Thursday, March 28, 2024

That's two strikes, now spare us

What exactly was Gordon Maag's reputation around Southern Illinois before he ran for the State Supreme Court?

It's a question worth asking, if only because his lawyer, Rex Carr of East St. Louis, has raised it time-and-again since Maag's historic 2004 election loss.

That's since, as Maag keeps pressing tired defamation lawsuits against the campaign forces that drove him to such a stunning defeat.

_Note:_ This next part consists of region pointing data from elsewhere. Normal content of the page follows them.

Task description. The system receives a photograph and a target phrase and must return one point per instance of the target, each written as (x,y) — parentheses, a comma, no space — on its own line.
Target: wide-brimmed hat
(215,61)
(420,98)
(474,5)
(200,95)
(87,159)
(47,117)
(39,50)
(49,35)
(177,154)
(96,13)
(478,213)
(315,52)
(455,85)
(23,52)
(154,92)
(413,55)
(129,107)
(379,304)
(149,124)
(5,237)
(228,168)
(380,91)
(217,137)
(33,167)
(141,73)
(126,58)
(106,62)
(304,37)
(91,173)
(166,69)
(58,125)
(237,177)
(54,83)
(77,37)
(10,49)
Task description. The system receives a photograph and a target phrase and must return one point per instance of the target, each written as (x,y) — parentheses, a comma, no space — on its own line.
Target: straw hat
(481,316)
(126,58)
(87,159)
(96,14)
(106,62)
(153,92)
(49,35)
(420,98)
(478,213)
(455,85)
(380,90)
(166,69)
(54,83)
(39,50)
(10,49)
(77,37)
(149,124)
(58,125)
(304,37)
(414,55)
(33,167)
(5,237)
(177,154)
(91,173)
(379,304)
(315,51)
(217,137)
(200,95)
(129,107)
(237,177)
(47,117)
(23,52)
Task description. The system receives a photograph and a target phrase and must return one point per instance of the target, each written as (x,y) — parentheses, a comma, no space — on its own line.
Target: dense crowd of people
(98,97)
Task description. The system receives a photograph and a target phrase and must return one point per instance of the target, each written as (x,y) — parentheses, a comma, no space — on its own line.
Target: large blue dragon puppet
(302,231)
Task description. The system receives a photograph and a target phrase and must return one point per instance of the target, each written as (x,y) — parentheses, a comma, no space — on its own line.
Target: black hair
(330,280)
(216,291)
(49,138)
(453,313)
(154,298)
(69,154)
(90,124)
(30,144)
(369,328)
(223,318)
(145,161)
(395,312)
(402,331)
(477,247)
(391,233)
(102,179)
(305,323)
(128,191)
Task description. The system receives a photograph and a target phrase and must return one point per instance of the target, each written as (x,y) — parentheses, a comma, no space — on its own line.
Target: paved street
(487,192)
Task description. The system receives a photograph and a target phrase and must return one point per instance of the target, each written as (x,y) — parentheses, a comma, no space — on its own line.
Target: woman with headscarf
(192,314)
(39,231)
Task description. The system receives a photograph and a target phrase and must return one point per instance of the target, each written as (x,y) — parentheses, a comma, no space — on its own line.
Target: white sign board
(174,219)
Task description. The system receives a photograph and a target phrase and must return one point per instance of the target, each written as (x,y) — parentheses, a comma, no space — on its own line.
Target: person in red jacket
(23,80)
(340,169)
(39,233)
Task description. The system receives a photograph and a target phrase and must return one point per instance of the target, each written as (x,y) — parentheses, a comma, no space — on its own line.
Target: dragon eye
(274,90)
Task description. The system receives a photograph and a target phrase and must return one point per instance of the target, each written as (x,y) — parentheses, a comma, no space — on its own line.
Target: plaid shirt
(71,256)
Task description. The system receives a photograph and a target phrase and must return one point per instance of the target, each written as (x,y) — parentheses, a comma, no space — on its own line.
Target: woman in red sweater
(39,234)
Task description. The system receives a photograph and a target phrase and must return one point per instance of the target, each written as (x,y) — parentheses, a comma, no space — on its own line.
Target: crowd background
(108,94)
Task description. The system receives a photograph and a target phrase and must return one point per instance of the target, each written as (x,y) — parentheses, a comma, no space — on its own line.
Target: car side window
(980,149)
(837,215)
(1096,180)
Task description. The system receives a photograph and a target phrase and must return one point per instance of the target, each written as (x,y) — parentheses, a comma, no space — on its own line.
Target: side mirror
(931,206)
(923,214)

He's filed them in state and federal court, with Sangamon County Judge Patrick Kelley throwing out the state version for the first time last June, and for a second time last week.

"A public office holder, like a term employee, does not have a sufficient expectancy of continued employment," wrote Judge Kelley.

No kidding. The people had had enough of Judge Maag, apparently, delivering him to retirement in Alabama with two election drubbings in one evening.

That Maag blames a particular direct mail piece for his losses begs one to consider the cause and effect. Even if his charges were true, could a single mailer really have resulted in an election earthquake the magnitude of what occurred on November 2, 2004?

This wasn't a squeaker. The Democrat Maag lost to Republican Lloyd Karmeier by 53,182 votes-- a gaping 10 percentage points among a Southern Illinois electorate that, historically, leans about ten points the other way.

Case in point: In 2002, polling the same voters, Democrat Melissa Chapman dispatched her GOP opponent by nine points to win election to the 5th Appellate Court. She won by 32,249 votes.

Maag, as is old news, lost his retention race to that same court on the same night he fell to Karmeier. He needed 60 percent, but only 55 percent of voters gave Maag the thumbs up for another term, banishing him to retirement in Alabama.

In contrast, Maag colleague Judge Terence Hopkins, also running for retention to the 5th Appellate, won 67 percent of the vote that night. Among the same voters, 82,502 more of them consciously punched "no" to Gordon Maag.

Which takes us back to that opening question: Before he chose to run for higher office, was Maag's reputation among voters really that stellar and pristine?

Did voters really hold Maag and his public performance in such high regard?

As part of his appeal, Carr might ask the 310,000 Southern Illinoisans who chose Karmeier, or the 230,000 who opted against Maag's retention their specific reasons for voting against his client.

They were either mistaken, or prescient in rejecting a man now determined to build a legacy as one of our judiciary's sorest ever losers.